The actuator mechanism may comprise a first actuator, such as a first spring. The first spring may be a spiral spring, such as a torsion spring, a blade spring, such as a coiled blade spring, or an elastic member. The first actuator may be made of a metal or a metal alloy. The first actuator may be made of an elastic polymer material. The first actuator may have a first end part engaged with or configured to engage with the body, such as with a shaft or rod of the first body part. The first actuator may have a second end part engaged with or configured to engage with the first attachment part, such as a hinge cavity in a base of the first attachment part. The first actuator may be configured to rotate the first attachment part about the first rotation axis in relation to the body. The first actuator may be configured to, e.g. via the base of the first attachment part, break or weaken the cover. The first actuator may be configured to, e.g. via a rotation of the base of the first attachment part, move the second body part in relation to the first body part and thereby configured to break or weaken the cover.

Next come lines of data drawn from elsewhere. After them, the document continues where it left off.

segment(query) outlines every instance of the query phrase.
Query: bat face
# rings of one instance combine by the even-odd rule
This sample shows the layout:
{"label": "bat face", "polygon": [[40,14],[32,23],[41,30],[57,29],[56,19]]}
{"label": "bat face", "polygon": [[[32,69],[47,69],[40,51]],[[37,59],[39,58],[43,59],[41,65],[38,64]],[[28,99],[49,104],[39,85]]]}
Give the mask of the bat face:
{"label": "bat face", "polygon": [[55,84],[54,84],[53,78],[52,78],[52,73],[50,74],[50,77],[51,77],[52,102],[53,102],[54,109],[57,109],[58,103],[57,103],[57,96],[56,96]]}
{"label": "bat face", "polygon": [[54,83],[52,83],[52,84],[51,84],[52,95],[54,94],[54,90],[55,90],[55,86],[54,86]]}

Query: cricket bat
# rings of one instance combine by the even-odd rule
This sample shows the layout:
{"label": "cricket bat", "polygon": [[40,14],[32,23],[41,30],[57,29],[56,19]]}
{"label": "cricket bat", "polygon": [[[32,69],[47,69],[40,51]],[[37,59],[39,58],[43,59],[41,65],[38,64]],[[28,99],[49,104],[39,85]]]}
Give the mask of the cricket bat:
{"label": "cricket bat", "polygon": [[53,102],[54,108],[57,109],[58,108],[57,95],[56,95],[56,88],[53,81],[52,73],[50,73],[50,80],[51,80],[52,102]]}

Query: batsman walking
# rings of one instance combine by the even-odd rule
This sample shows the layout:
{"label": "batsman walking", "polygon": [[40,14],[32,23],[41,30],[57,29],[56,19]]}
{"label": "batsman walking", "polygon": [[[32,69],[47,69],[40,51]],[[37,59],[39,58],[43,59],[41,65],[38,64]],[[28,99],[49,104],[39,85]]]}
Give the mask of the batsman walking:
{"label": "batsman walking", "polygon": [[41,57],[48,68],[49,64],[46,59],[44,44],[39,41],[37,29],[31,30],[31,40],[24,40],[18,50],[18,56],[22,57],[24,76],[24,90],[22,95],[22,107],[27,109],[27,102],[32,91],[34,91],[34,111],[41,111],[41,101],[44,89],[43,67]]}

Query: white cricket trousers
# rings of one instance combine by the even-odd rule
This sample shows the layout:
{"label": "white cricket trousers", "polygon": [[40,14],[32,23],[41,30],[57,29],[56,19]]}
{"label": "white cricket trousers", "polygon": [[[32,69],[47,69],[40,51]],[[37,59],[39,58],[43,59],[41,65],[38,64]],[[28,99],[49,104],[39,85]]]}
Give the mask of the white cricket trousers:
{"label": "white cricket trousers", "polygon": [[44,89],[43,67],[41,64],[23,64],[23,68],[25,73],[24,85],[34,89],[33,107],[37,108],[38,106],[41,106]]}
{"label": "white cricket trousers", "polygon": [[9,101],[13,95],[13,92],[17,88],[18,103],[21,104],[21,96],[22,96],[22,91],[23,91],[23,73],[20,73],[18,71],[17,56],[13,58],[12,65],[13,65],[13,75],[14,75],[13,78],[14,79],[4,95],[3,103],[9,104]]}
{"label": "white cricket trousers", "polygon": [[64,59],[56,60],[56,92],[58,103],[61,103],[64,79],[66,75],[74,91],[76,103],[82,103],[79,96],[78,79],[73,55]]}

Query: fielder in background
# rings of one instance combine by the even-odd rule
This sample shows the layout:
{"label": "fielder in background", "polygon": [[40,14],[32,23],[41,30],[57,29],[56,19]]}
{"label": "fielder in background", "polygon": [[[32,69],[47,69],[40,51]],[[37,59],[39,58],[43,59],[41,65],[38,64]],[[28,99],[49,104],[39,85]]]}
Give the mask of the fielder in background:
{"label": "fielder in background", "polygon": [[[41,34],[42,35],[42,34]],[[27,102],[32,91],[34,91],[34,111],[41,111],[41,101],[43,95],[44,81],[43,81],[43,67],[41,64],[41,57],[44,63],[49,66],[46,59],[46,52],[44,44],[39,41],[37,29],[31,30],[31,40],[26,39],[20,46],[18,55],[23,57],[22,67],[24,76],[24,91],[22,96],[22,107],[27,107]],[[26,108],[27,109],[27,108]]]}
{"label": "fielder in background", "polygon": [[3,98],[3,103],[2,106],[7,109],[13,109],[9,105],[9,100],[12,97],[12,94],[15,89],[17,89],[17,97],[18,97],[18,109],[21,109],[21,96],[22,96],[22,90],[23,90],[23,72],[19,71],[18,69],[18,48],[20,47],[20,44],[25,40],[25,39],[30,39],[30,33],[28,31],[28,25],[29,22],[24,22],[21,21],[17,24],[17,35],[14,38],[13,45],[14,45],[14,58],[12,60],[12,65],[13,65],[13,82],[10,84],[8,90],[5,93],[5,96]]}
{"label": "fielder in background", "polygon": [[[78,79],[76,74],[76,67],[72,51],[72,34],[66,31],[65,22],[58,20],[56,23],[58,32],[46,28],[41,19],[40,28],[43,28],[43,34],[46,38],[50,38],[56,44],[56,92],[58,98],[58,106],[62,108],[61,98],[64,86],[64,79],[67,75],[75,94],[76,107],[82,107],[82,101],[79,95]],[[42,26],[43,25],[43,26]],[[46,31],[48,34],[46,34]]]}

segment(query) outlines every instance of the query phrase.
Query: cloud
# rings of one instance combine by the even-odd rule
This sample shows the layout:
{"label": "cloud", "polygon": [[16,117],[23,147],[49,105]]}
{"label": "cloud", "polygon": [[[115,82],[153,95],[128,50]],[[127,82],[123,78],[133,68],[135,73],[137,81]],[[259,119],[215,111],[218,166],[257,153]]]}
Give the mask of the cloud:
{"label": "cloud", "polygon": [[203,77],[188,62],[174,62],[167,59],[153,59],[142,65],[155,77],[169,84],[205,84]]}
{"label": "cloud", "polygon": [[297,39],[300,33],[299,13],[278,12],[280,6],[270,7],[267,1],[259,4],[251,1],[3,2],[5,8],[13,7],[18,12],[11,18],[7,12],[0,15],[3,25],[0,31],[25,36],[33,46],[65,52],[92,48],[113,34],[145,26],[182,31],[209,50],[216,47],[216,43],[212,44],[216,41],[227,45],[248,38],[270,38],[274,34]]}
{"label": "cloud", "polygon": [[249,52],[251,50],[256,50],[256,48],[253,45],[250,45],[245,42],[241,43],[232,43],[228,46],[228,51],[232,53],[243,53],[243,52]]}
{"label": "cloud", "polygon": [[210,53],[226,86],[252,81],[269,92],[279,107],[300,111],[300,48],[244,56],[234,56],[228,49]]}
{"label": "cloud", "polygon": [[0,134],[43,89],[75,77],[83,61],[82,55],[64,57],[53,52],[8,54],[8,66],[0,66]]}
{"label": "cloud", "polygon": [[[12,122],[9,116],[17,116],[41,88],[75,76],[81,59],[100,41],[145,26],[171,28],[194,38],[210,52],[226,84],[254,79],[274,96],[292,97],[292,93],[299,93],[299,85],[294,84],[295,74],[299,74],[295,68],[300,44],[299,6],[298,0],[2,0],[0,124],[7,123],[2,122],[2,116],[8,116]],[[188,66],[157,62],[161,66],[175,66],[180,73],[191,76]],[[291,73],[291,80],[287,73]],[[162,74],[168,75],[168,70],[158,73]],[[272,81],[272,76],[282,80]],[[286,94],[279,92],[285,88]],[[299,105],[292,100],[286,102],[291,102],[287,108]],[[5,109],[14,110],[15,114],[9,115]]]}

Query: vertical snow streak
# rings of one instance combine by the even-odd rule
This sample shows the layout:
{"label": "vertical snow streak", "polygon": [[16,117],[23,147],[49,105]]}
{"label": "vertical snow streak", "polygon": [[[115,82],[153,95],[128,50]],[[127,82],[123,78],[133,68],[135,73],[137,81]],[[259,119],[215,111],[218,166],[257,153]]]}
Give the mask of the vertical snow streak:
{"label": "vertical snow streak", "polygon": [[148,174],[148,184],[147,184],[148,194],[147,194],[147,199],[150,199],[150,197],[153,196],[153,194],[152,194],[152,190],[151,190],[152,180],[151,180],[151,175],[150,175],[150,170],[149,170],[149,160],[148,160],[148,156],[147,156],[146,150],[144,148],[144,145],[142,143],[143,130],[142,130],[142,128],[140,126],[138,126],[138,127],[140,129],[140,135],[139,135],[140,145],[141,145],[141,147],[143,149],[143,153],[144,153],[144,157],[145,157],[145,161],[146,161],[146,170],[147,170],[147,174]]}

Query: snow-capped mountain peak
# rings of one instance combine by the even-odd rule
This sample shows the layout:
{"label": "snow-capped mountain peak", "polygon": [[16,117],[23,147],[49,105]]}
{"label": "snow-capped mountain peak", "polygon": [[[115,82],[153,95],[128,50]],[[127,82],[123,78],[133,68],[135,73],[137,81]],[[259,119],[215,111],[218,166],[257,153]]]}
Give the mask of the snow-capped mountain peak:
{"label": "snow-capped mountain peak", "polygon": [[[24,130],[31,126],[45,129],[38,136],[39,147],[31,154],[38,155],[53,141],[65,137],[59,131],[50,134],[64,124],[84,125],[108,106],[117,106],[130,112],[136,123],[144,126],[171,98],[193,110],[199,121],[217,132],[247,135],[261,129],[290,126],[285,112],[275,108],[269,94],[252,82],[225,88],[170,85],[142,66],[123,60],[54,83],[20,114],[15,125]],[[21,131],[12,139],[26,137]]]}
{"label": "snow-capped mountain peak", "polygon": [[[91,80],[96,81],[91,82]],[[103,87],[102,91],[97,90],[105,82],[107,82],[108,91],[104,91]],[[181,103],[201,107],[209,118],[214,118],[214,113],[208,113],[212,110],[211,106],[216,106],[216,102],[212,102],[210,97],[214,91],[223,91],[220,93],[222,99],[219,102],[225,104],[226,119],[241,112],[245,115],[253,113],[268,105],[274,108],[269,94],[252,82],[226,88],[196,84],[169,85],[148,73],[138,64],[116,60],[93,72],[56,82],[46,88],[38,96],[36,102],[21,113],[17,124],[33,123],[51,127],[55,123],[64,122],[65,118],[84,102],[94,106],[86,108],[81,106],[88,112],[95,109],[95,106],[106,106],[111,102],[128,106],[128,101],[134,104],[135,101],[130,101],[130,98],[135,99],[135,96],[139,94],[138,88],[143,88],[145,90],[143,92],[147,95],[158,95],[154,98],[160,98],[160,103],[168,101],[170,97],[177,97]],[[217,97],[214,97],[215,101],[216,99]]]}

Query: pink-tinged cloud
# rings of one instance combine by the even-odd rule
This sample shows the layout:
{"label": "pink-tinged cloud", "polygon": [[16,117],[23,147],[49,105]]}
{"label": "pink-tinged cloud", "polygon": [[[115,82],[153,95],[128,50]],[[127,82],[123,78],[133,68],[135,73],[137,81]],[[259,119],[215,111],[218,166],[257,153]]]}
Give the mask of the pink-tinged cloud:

In one or more examples, the first actuator comprises a spiral spring, such as a torsion spring, a blade spring, such as a coiled blade spring, or an elastic member having a first end or first end part engaging with the first body part, e.g. a shaft of the first body part. The first actuator may be arranged in a hinge cavity of the base of the first attachment part. The first actuator may have a second end or second end part engaging with the first attachment part, such as with a recess in hinge cavity.